Similarly, this provides indirect evidence about 5th level, 6th level, etc because just as the 4th level needs to be such that it could have generated the 3rd-level feedback, the 5th level needs to be such that it would approve of such 4th levels, the 6th level needs to approve of 5th levels with that property, and so on.
So you can see, feedback on one level propagates information to all the other levels along many pathways.
>This is where my proposal differs from proposals more reliant on human imitation. Any particular thing we can say about what better reasoning would look like, the system attempts to incorporate.
I would argue this is also true of learning from human preferences (comparisons), amplification, and debate; not sure if you would disagree. I agree straight human imitation wouldn’t do this.
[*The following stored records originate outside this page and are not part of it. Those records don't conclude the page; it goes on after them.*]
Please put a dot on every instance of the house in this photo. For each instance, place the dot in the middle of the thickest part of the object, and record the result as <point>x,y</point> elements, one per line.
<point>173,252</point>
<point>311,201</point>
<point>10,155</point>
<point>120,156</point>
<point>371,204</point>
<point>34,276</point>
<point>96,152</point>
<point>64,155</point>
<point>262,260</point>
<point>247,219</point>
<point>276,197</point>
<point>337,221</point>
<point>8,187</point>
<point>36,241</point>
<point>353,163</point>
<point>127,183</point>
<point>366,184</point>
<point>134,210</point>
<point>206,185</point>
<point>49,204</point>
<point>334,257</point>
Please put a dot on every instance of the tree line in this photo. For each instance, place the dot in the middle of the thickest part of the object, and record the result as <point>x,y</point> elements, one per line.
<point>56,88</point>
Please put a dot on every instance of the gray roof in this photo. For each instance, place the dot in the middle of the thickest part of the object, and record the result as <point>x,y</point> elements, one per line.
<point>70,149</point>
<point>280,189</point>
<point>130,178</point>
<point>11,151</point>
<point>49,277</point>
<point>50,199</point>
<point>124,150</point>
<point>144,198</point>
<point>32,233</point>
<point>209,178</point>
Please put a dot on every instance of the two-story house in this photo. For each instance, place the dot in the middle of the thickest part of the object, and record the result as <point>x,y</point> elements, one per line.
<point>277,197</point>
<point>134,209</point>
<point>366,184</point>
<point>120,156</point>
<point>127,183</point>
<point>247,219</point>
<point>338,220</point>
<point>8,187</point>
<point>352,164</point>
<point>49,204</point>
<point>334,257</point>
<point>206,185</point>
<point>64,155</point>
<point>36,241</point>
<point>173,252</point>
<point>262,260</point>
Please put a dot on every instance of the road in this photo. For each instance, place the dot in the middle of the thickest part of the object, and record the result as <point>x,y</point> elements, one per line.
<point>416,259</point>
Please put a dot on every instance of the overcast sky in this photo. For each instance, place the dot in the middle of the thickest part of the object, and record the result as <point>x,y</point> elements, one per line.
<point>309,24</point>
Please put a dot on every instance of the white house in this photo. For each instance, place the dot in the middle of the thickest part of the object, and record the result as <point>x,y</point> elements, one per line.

I would argue it’s not true of the first; learning human preferences will fail to account for ways humans agree human preference judgments are error-prone (eg the story about how judges judge more harshly right before lunch).
As for iterated amplification, it definitely has this property “in spirit” (ie if everything works well), but whether particular versions have this property is another question. Specifically, it’s possible to ask “how should I answer questions like this?” and such meta-questions, to try to get debiasing information before coming up with a strategy to answer a question. However, it’s up to the human in the box to come up with these strategies, and you can’t go meta too much without going into an infinite loop. And the human in the box also has to have good strategy for searching for this kind of meta-info.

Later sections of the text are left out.